Kontrak AS untuk Mei, yang berakhir pada Selasa (21/4), pulih dari kejatuhan yang dalam ke wilayah negatif, naik menjadi 10,01 dolar AS dari perdagangan hari sebelumnya di minus 37,63 dolar AS.
Persediaan minyak telah meningkat selama berpekan-pekan setelah Arab Saudi dan Rusia pada awal Maret gagal mencapai kesepakatan tentang perpanjangan pengurangan produksi ketika pandemi virus corona makin memburuk. Sejak saat itu, penyebaran pandemi telah mengurangi permintaan bahan bakar sekitar 30 persen di seluruh dunia.
Organisasi Negara-negara Pengekspor Minyak (OPEC) dan sekutu-sekutunya, termasuk Rusia, akhirnya mengumumkan pengurangan produksi pada awal April, yang berjumlah hampir 10 persen dari pasokan global. Namun, dengan ekonomi hampir macet karena penguncian virus corona, hal itu tidak cukup untuk mengimbangi penurunan permintaan.
Baik Arab Saudi maupun Rusia mengatakan pada Selasa (21/4) mereka siap untuk mengambil langkah-langkah tambahan guna menstabilkan pasar minyak bersama dengan produsen lain. Namun, mereka belum mengambil tindakan.
“Matematikanya cukup sederhana. Produksi minyak saat ini sekitar 90 juta barel per hari, tetapi permintaan hanya 75 juta barel per hari,” kata Gregory Leo, kepala investasi dan kepala manajemen kekayaan global IDB Bank.
Sementara itu, di Texas, regulator minyak dan gas menolak untuk memaksa produsen mengurangi produksi minyak. Texas Railroad Commission, yang mengatur perusahaan energi di negara bagian itu, telah mempertimbangkan untuk melakukan intervensi di pasar untuk pertama kalinya dalam hampir 50 tahun.
"Texas mengambil keputusan mereka dengan OPEC tidak menunjukkan urgensi. Itu berarti dunia akan kehabisan ruang untuk menyimpan minyak pada pekan kedua Mei," kata Edward Moya, analis pasar senior di OANDA, di New York.
Pusat penyimpanan utama AS di Cushing, Oklahoma, titik pengiriman untuk WTI, diperkirakan akan penuh dalam beberapa pekan. Data resmi Pemerintah AS menunjukkan bahwa penyimpanan di Cushing hanya 70 persen penuh pada pertengahan April. Namun, para pedagang mengatakan bahwa apa pun yang tersisa saat itu telah dibicarakan oleh perusahaan-perusahaan yang mengirim minyak ke pusat penyimpanan sekarang.

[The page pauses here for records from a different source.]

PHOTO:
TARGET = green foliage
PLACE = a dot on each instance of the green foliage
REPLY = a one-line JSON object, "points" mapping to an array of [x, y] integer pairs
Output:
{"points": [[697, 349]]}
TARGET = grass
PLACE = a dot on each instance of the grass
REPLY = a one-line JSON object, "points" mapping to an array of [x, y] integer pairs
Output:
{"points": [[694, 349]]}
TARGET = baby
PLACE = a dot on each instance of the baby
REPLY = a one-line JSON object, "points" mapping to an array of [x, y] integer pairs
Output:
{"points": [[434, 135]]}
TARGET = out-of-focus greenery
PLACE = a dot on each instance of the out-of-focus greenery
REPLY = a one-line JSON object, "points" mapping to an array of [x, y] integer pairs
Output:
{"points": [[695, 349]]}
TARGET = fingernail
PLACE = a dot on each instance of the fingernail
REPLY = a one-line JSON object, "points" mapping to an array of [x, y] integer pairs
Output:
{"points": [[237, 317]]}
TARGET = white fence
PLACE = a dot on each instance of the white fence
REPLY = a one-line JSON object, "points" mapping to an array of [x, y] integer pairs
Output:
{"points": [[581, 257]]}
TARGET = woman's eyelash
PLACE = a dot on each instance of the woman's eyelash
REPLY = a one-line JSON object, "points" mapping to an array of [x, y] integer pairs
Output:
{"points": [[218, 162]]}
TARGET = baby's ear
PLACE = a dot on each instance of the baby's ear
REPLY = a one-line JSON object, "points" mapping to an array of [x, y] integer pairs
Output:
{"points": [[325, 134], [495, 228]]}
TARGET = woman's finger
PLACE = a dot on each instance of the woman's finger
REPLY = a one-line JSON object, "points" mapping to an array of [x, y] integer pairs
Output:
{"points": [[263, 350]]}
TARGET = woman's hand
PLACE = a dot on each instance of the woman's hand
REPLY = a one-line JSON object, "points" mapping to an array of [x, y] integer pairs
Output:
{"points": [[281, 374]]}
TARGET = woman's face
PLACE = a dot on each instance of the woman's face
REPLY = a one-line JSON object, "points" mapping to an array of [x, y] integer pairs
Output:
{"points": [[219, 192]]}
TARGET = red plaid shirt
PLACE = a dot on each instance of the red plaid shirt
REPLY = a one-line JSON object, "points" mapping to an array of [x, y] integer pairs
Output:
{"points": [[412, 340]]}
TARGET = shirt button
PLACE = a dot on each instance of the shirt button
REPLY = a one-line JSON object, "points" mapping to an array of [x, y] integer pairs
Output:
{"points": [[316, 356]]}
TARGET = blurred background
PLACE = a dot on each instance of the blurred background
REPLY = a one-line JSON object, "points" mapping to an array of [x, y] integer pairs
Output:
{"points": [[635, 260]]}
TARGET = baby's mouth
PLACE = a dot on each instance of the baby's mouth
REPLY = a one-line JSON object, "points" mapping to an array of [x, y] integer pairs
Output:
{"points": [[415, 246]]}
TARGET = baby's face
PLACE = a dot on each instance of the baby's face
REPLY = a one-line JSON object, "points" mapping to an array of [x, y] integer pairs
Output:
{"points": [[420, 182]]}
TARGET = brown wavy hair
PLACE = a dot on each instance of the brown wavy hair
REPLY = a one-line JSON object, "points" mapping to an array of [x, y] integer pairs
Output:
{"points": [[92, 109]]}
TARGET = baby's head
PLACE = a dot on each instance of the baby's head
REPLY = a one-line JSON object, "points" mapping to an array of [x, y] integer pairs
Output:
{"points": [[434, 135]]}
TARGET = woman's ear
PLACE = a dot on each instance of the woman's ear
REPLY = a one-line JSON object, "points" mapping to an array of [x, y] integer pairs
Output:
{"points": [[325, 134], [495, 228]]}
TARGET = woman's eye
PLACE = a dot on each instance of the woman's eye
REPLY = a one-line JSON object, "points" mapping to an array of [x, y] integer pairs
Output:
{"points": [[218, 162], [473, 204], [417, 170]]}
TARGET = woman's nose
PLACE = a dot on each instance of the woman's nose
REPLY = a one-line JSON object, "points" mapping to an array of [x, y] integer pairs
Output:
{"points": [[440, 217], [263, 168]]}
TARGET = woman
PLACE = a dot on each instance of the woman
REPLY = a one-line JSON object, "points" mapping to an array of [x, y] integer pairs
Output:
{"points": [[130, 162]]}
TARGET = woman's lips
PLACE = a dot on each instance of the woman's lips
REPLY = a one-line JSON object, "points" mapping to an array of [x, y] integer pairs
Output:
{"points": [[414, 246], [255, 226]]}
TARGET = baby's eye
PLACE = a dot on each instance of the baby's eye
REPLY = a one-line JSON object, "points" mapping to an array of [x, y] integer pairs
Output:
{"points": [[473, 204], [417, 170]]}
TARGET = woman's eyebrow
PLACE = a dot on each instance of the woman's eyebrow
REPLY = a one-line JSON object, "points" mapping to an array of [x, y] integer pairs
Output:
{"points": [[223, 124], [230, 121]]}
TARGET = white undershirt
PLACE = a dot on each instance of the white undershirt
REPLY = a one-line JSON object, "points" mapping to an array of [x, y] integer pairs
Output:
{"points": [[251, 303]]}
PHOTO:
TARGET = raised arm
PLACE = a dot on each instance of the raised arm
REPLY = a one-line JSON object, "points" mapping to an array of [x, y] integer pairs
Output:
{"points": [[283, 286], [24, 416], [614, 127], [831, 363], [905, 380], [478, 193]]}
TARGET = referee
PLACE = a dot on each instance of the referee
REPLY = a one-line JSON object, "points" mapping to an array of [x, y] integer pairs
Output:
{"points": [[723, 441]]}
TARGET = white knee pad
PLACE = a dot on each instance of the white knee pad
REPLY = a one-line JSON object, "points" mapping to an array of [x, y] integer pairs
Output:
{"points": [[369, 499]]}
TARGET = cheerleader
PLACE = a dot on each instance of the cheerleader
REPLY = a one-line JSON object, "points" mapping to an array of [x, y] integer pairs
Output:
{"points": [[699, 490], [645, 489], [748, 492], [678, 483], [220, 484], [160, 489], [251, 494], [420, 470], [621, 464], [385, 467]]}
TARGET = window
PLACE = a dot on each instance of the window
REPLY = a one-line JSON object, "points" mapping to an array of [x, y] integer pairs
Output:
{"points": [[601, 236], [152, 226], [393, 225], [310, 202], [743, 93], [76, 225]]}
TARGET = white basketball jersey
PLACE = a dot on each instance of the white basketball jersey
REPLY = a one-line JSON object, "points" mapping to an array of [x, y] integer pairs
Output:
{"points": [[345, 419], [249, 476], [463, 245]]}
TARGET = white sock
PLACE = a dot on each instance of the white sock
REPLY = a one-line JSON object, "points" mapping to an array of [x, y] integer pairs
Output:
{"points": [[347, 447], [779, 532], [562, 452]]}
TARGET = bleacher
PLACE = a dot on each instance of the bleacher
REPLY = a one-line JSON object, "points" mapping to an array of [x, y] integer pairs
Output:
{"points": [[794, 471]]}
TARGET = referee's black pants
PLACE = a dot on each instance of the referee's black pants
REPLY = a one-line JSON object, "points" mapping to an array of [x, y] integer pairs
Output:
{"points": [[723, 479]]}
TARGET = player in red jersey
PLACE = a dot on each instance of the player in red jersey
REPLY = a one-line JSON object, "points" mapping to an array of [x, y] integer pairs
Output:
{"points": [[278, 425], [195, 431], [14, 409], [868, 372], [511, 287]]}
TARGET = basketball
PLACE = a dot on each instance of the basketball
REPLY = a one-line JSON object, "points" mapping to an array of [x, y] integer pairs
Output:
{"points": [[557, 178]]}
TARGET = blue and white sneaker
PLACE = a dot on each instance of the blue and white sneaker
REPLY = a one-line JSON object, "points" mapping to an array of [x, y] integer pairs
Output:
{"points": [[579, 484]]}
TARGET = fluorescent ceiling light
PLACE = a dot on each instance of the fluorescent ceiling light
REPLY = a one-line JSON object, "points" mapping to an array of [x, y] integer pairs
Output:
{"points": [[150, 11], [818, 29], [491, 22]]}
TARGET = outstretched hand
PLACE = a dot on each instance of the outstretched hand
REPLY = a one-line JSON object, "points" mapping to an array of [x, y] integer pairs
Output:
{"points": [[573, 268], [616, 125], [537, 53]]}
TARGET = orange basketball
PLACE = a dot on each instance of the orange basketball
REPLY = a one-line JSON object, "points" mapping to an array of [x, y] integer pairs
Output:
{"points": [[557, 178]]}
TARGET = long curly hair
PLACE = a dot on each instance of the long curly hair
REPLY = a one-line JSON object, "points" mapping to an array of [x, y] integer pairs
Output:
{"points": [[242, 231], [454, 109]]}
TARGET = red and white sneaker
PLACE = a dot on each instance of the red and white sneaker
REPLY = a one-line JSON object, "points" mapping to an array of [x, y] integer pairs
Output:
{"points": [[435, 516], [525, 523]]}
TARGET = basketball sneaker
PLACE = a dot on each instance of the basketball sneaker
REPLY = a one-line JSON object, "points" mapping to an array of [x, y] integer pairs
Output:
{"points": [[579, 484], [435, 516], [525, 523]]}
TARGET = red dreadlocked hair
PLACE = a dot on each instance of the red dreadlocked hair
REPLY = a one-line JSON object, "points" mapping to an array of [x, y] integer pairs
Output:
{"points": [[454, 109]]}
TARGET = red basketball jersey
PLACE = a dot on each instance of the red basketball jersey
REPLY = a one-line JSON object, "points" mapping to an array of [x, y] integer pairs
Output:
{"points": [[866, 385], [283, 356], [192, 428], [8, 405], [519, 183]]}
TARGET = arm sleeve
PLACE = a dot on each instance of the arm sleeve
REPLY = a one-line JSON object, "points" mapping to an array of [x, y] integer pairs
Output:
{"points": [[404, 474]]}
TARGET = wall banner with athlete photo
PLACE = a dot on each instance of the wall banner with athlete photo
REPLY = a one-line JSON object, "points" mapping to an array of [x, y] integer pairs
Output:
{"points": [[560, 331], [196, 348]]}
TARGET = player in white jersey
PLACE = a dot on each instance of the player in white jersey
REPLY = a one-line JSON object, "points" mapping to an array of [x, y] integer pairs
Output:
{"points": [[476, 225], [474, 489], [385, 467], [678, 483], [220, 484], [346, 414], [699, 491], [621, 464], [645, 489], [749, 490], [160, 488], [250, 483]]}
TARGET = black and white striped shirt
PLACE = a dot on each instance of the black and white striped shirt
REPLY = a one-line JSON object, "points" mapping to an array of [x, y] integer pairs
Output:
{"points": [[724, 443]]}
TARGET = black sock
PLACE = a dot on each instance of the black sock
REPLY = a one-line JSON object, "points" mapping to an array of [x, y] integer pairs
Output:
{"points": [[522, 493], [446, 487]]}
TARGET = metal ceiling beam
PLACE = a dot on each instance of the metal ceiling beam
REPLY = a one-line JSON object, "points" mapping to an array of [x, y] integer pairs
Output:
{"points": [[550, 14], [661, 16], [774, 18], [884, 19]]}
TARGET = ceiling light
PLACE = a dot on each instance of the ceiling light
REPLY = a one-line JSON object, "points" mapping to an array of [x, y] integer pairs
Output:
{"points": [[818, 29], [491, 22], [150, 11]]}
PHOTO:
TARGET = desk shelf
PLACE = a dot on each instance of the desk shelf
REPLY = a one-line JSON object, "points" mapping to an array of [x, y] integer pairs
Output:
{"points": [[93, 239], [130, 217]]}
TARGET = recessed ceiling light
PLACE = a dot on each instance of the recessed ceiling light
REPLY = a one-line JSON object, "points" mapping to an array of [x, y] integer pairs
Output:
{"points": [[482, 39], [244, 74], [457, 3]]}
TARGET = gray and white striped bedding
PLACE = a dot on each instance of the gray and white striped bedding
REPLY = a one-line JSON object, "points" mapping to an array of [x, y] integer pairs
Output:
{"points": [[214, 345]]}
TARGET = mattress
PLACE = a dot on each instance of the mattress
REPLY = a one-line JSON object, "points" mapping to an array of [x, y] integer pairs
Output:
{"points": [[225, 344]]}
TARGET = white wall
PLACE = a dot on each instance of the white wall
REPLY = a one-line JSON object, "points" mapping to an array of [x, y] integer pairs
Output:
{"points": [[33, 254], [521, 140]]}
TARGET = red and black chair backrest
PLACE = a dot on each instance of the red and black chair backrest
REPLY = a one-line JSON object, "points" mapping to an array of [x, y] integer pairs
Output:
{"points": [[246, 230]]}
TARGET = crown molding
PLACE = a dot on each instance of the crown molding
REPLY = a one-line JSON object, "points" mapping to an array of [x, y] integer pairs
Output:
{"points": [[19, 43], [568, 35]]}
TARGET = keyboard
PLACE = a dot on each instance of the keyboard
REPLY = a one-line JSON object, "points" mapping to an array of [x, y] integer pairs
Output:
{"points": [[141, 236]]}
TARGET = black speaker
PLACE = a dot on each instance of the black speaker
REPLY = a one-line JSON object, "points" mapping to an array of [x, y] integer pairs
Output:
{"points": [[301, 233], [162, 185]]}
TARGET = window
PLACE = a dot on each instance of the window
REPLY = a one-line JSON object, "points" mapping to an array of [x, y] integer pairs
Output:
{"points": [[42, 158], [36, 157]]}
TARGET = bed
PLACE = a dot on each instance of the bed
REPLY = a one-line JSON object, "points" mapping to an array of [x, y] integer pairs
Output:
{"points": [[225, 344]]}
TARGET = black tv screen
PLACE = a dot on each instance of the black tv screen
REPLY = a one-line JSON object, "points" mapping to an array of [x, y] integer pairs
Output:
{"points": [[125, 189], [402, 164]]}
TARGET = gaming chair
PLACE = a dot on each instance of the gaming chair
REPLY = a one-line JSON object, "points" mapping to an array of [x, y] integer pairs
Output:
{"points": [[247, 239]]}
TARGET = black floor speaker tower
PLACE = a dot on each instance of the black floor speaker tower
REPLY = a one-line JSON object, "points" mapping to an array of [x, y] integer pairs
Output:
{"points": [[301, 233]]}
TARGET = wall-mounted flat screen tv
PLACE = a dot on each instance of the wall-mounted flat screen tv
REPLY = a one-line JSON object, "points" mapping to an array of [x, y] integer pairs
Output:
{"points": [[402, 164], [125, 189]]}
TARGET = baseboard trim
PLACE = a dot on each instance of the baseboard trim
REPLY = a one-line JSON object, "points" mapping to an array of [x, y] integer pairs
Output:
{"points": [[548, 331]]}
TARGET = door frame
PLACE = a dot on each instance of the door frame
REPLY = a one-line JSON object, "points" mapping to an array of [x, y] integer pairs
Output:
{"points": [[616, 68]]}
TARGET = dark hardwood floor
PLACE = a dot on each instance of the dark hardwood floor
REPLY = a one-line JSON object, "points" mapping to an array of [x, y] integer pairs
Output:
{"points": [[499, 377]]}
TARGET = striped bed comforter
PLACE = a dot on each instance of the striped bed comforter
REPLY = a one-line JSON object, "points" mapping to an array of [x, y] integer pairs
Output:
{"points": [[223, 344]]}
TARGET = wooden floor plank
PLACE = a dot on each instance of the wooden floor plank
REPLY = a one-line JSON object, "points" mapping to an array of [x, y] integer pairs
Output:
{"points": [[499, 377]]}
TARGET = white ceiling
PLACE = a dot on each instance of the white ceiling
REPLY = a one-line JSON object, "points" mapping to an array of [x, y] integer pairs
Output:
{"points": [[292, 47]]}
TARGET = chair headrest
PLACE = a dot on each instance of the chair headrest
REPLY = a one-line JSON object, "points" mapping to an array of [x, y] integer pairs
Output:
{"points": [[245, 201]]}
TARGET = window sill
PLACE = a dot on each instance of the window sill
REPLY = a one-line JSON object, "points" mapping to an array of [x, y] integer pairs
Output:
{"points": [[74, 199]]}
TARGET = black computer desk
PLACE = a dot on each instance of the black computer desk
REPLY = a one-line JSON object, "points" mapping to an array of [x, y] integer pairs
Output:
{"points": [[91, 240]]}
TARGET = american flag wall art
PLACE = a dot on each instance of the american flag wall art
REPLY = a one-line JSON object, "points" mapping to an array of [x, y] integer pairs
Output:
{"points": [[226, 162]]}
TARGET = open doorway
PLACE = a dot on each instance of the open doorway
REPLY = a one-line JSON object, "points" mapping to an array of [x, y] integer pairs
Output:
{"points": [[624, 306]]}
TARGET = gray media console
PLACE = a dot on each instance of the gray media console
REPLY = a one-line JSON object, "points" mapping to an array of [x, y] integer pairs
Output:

Presiden AS Donald Trump meminta pemerintah untuk menyediakan dana bagi industri minyak dan gas AS, menyebut kejatuhan Senin (20/4) sebagai "tekanan finansial" dan menghentikan impor dari Saudi. Persediaan minyak mentah AS naik 13,2 juta barel dalam sepekan yang berakhir 17 April menjadi 500 juta barel, sementara data dari kelompok industri American Petroleum Institute (API) menunjukkan pada Selasa (21/4). Analis memperkirakan penambahan 13,1 juta barel. Data resmi pemerintah akan dirilis pada Rabu waktu setempat.